Stemming algorithms are typically rule-based; the most common and effective one is the Porter's Algorithm developed by Martin Porter in 1980. The algorithm uses five phases of word reduction, each with its own set of mapping rules applied sequentially. Martin Porter also developed a stemming package known as Snowball, and it offers a slight improvement over the original Porter stemmer algorithm in terms of logic and speed.

Perform Stemming on the these tokens - run, ran, running, many, easily

Step 1 - Here, we are going to import the PorterStemmer module from the Natural Language Toolkit library, and also the Pandas library to create dataframe for displaying our final results.

from nltk.stem import PorterStemmer
import pandas as pd

Step 2 - Here, you will create an instance of the PorterStemmer object.

stemmer = PorterStemmer()

Step 3 - Create a list of tokens

words = ['run', 'ran', 'running', 'many', 'easily']

Step 4 - To stem each word in the list above, we will use a list comprehension to apply to each word in the list.

stemmed_words = [stemmer.stem(token) for token in words]

Step 5 - Create a Pandas DataFrame to compare the unstemmed words to the stemmed words.

stemdf= pd.DataFrame({'Raw_words': words,'Stemmed_Word': stemmed_words})
print(stemdf)

Raw_words Stemmed_Word
0       run          run
1       ran          ran
2   running          run
3      many         mani
4    easily       easili

You will notice that the stemmed version of many is mani and easily is easili , so we can say that stemming bluntly changed or remove word affixes (prefixes and suffixes).

In the next example, we will see how lemmatization works, which involves bringing down words into their root forms.

There are many methods of lemmatization, and Python has packages that supports these methods.

We have Wordnet Lemmatizer, Wordnet Lemmatizer with appropriate Part of Speech tag, Spacy lemmatization etc.

For this example will use Wordnet Lemmatizer with appropriate Part of Speech tag, e.g Verb, and we specify that using the part of speech argument.

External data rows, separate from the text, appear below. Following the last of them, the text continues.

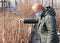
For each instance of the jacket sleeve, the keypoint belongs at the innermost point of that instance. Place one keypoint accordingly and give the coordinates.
(31, 20)
(51, 23)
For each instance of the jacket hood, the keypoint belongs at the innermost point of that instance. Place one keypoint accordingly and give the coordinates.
(50, 10)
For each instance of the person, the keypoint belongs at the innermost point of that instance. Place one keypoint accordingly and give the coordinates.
(45, 24)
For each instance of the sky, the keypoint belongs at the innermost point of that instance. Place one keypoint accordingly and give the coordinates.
(44, 3)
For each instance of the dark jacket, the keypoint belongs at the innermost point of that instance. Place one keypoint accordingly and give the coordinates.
(45, 26)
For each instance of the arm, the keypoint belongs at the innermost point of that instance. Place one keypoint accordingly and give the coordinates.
(51, 23)
(32, 20)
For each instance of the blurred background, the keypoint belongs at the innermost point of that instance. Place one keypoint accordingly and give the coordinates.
(11, 30)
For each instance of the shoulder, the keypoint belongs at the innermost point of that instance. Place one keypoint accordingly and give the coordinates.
(49, 18)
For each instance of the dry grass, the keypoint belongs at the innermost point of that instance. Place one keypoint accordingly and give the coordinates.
(11, 30)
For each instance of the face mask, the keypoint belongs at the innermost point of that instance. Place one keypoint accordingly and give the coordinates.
(38, 14)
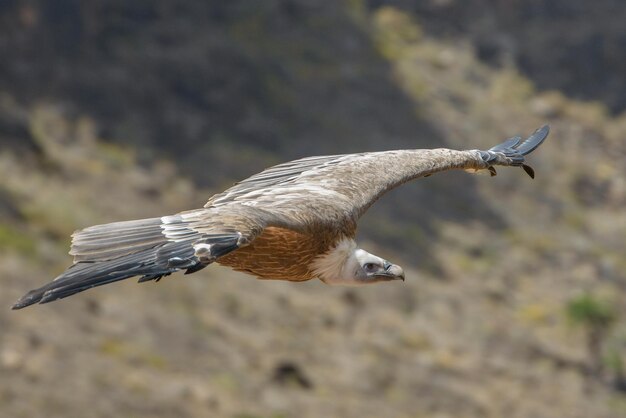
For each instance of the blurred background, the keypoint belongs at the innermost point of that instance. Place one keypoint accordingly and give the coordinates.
(514, 299)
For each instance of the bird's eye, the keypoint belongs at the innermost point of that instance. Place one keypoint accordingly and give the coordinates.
(369, 267)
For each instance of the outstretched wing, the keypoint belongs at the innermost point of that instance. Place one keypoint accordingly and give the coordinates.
(332, 190)
(149, 248)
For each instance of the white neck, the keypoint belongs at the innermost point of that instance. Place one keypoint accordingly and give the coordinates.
(329, 267)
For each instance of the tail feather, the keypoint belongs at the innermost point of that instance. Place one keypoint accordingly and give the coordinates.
(148, 248)
(105, 254)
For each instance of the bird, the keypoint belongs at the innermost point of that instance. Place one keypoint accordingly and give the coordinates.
(295, 221)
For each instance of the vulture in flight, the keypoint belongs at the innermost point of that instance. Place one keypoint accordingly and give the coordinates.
(295, 221)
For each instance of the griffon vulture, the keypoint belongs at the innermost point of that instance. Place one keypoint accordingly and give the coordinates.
(295, 221)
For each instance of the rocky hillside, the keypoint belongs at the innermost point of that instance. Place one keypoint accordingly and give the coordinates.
(513, 304)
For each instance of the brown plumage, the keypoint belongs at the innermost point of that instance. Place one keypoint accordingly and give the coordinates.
(295, 221)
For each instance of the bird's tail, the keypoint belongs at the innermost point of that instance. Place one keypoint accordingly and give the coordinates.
(107, 253)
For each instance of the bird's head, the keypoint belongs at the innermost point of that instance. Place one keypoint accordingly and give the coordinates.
(348, 265)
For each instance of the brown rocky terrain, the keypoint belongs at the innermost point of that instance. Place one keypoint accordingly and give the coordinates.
(117, 110)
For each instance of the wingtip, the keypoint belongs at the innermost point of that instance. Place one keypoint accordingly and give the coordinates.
(534, 140)
(31, 298)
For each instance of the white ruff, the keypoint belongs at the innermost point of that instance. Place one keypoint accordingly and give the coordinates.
(329, 266)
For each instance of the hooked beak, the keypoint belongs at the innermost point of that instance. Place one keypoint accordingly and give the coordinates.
(392, 272)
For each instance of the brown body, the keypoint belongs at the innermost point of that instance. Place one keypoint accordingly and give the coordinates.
(279, 254)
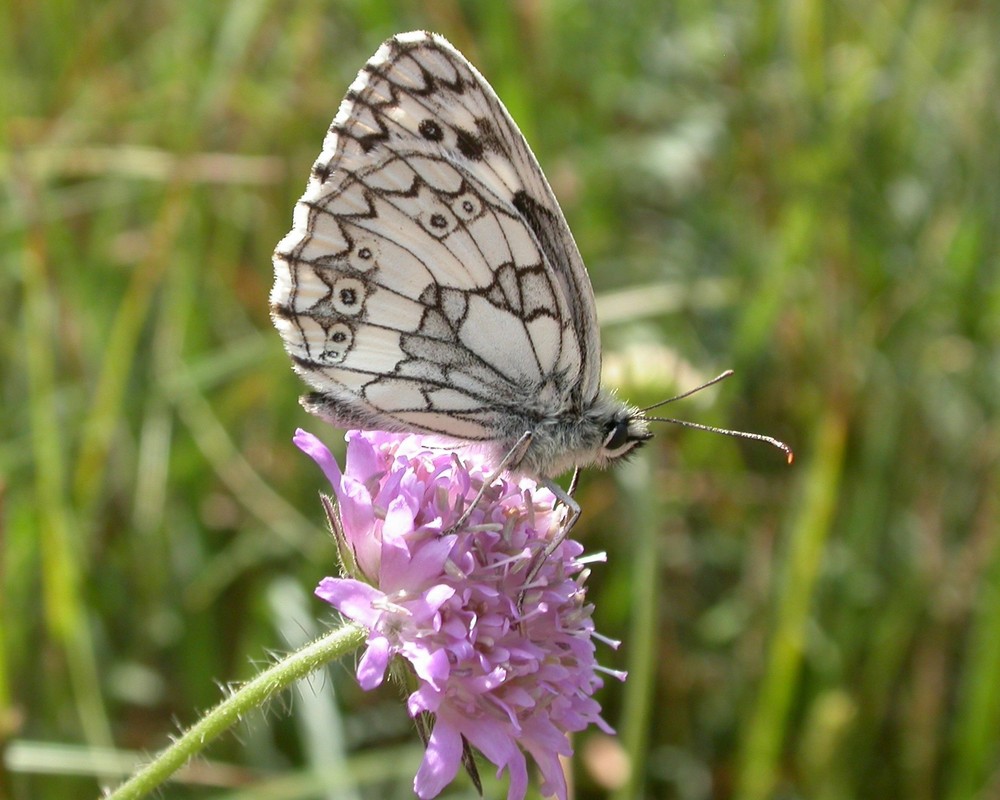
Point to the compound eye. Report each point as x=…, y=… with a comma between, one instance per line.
x=618, y=436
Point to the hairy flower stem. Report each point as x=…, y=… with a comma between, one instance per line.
x=251, y=695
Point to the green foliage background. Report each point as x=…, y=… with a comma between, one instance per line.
x=808, y=192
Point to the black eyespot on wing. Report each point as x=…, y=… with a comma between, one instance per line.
x=470, y=145
x=430, y=130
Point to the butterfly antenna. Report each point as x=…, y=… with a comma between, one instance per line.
x=689, y=392
x=759, y=437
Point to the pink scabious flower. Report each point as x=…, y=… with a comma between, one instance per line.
x=500, y=640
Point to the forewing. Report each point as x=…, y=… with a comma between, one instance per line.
x=430, y=281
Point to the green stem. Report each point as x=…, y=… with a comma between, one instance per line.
x=249, y=696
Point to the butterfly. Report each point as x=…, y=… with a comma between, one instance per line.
x=430, y=282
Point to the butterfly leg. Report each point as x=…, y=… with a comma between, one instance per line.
x=514, y=456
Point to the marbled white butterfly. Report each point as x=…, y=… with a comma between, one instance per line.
x=430, y=282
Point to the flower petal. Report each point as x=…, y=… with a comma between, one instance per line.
x=441, y=761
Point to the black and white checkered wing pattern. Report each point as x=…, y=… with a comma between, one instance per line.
x=430, y=282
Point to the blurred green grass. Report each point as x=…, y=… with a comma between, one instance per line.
x=806, y=192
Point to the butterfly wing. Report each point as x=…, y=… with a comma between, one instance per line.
x=430, y=281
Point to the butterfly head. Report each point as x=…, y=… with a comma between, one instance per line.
x=626, y=430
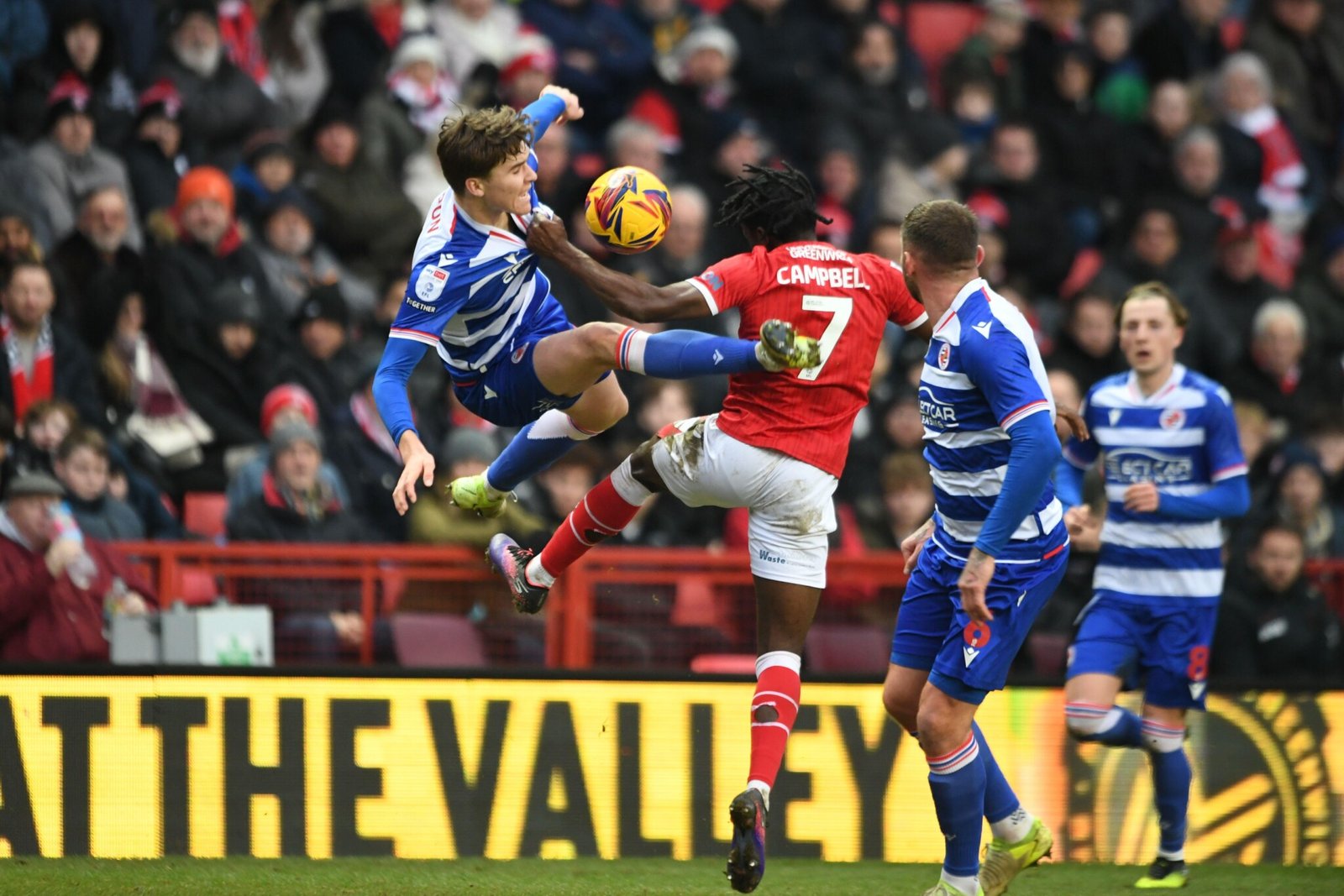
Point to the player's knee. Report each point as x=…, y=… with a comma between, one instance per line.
x=900, y=708
x=1159, y=736
x=1084, y=728
x=597, y=342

# Import the lemmatization module
import nltk
from nltk.stem import WordNetLemmatizer
nltk.download('wordnet')
import pandas as pd

words = ['running', 'ran', 'espousing', 'many', 'easily', 'was']

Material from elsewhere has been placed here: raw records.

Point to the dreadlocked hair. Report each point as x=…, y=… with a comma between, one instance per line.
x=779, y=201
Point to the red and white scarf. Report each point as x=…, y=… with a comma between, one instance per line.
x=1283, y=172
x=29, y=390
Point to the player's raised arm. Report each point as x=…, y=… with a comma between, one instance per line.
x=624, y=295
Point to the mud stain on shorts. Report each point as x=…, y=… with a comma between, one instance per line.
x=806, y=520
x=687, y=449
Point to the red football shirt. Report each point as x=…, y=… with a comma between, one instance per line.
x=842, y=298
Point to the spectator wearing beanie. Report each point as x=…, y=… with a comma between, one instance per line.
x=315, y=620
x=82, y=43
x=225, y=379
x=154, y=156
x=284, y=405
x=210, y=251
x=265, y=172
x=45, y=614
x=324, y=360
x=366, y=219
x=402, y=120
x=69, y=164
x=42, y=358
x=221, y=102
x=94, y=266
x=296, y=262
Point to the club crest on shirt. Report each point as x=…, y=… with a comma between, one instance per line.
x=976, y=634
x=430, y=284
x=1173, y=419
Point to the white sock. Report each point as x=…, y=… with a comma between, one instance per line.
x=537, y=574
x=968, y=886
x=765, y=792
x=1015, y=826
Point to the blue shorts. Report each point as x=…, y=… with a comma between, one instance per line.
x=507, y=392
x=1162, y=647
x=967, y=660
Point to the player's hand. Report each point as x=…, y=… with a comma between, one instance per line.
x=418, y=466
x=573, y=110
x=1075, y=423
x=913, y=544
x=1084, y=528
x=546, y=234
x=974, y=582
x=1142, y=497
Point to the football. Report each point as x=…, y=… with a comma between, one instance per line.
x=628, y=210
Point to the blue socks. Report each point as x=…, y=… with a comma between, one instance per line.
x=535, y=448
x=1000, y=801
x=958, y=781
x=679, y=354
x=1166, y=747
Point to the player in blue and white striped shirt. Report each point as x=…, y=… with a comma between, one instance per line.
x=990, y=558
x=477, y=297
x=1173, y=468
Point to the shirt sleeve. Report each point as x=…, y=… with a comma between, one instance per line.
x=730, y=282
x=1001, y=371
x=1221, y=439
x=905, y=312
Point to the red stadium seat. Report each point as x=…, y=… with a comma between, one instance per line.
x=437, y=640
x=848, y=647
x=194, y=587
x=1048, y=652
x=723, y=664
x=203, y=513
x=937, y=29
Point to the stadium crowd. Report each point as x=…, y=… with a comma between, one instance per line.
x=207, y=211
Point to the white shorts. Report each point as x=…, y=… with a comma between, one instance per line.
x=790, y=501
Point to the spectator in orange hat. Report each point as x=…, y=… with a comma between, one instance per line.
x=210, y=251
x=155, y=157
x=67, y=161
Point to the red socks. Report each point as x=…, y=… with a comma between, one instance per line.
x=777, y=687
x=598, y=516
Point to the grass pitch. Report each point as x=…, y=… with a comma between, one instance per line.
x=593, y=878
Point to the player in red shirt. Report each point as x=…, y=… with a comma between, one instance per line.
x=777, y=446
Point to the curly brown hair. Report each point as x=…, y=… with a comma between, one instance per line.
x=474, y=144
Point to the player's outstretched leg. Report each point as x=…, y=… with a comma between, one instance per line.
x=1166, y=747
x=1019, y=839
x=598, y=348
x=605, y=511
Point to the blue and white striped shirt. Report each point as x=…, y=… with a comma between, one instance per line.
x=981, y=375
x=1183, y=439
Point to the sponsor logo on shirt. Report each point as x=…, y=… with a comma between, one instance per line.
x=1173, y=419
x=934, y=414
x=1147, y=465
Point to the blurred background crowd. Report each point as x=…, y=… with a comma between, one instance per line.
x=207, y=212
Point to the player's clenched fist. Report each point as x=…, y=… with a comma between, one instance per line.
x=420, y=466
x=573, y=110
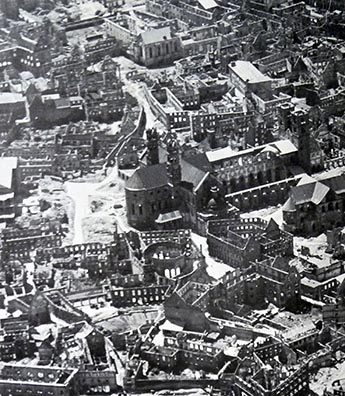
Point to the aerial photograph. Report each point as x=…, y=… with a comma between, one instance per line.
x=172, y=197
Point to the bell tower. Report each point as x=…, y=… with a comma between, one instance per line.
x=152, y=146
x=173, y=161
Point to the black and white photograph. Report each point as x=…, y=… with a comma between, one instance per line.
x=172, y=197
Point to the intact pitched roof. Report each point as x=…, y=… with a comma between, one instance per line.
x=170, y=216
x=280, y=147
x=313, y=192
x=7, y=165
x=248, y=72
x=156, y=35
x=192, y=174
x=10, y=97
x=336, y=184
x=208, y=4
x=153, y=176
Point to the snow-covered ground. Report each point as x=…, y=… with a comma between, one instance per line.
x=273, y=212
x=325, y=377
x=215, y=268
x=316, y=245
x=80, y=193
x=88, y=8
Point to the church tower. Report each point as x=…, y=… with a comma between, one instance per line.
x=152, y=146
x=173, y=161
x=301, y=137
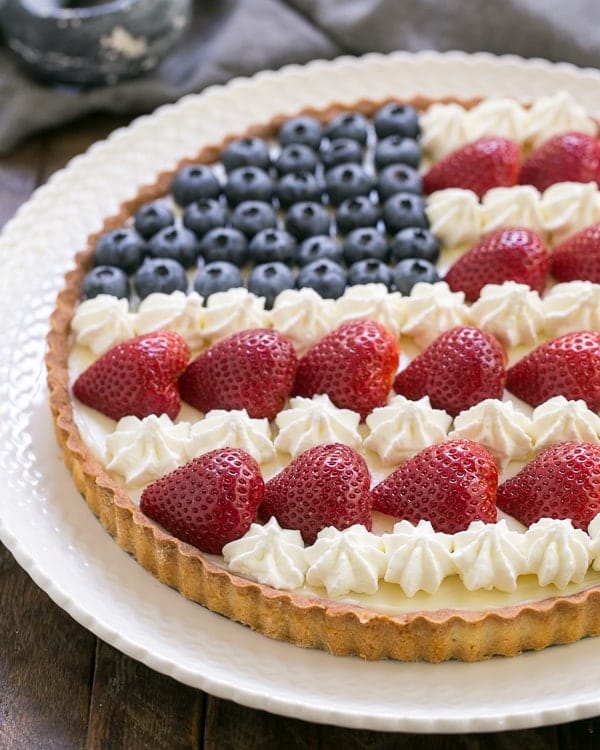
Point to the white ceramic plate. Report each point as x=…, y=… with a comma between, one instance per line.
x=53, y=535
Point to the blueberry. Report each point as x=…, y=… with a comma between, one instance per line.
x=370, y=271
x=195, y=181
x=248, y=184
x=106, y=280
x=307, y=218
x=352, y=213
x=159, y=275
x=218, y=276
x=317, y=247
x=175, y=242
x=415, y=242
x=151, y=218
x=396, y=149
x=296, y=158
x=271, y=245
x=224, y=243
x=399, y=178
x=252, y=216
x=351, y=125
x=324, y=276
x=269, y=279
x=123, y=248
x=246, y=152
x=341, y=151
x=396, y=119
x=299, y=186
x=203, y=215
x=366, y=242
x=302, y=129
x=404, y=210
x=347, y=181
x=409, y=272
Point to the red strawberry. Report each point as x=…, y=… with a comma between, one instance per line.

lemmatizer = WordNetLemmatizer()

# lemmatization using lemmatize, and passing part of speech as a verb
lemmatized_words = [lemmatizer.lemmatize(word=word,pos='v') for word in words]

lemdf= pd.DataFrame({'Raw_words': words,'Lemmatized_Word': lemmatized_words})
print(lemdf)

# Result
Raw_words Lemmatized_Word
0    running             run
1        ran             run
2  espousing         espouse
3       many            many
4     easily          easily
5        was              be

From the results above, you will notice that the words were converted to their base forms. In comparison with stemming, the stems returned by lemmatization are actual dictionary words.

Conclusion

The aim of this tutorial is to introduce text preprocessing concepts in Natural Language and how they can affect text analysis and modelling. We hope that you can build some intuition on how we process text data, which will help in understanding modern NLP applications.